Three wind projects, off the coasts of New Jersey, Oregon and Virginia, are each receiving up to a $47 million boost, the Department of Energy announced Wednesday, helping them to begin delivering clean, renewable electricity by 2017. The announcement, according to the New York Times, "represents the next phase of an Energy Department push to invigorate the industry by promoting innovation to help bring the cost of offshore wind power into line with that of conventional electricity production." Others are calling it the start of America's offshore wind power revolution.
“Offshore wind offers a large, untapped energy resource for the United States that can create thousands of manufacturing, construction and supply chain jobs across the country and drive billions of dollars in local economic investment,” energy secretary Ernest J. Moniz said in a statement.

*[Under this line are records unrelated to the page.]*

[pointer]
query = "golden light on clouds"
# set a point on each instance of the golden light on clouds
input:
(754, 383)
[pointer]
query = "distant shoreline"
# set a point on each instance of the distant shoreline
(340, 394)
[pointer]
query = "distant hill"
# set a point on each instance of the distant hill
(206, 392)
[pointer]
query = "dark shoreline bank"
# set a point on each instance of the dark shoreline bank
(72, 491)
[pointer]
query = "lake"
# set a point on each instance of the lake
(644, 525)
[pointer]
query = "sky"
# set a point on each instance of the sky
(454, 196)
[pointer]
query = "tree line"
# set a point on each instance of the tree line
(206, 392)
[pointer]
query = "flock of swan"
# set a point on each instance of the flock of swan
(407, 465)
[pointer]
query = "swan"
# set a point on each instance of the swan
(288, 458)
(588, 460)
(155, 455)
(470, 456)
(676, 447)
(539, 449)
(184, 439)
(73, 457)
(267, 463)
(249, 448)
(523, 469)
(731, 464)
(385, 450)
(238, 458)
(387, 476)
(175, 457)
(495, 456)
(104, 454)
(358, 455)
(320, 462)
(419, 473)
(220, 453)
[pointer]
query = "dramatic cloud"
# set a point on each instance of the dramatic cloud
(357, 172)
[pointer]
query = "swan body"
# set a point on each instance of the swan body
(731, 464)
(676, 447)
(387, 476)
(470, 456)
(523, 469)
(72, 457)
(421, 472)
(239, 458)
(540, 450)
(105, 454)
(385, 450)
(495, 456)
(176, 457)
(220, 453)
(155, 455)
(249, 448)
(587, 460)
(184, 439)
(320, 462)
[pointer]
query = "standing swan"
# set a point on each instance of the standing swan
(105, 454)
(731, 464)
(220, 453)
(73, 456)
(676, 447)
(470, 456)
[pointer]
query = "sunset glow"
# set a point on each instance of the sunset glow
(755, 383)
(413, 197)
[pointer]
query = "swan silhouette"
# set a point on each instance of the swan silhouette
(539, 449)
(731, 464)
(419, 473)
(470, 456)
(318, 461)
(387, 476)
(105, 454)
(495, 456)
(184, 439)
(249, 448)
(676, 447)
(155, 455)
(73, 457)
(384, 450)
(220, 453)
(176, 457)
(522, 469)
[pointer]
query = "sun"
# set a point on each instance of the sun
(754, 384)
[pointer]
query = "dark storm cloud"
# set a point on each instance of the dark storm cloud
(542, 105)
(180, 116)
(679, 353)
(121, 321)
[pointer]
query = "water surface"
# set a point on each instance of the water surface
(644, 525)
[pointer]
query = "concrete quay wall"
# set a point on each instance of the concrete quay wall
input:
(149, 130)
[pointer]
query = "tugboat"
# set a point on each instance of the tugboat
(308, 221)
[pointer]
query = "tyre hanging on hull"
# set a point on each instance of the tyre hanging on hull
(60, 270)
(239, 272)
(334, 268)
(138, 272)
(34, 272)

To understand that potential, we need only look to Europe, which is already producing about 6.6 gigawatts of offshore wind power and expects to add 3 GW more over the next two years. In the U.S., a gigawatt can power up to 750,000 homes, and replace two coal-fired power plants. The three projects getting federal support are expected to produce a combined total of 67 megawatts of capacity, a small step toward the goal, set three years back, of 10 GW by 2020.
Offshore wind energy, while a major potential energy source, doesn't come cheap -- it costs twice as much as land-based wind projects, and is more expensive than solar, too. The government is hoping that new innovations on display in the winning projects will help bring those costs down.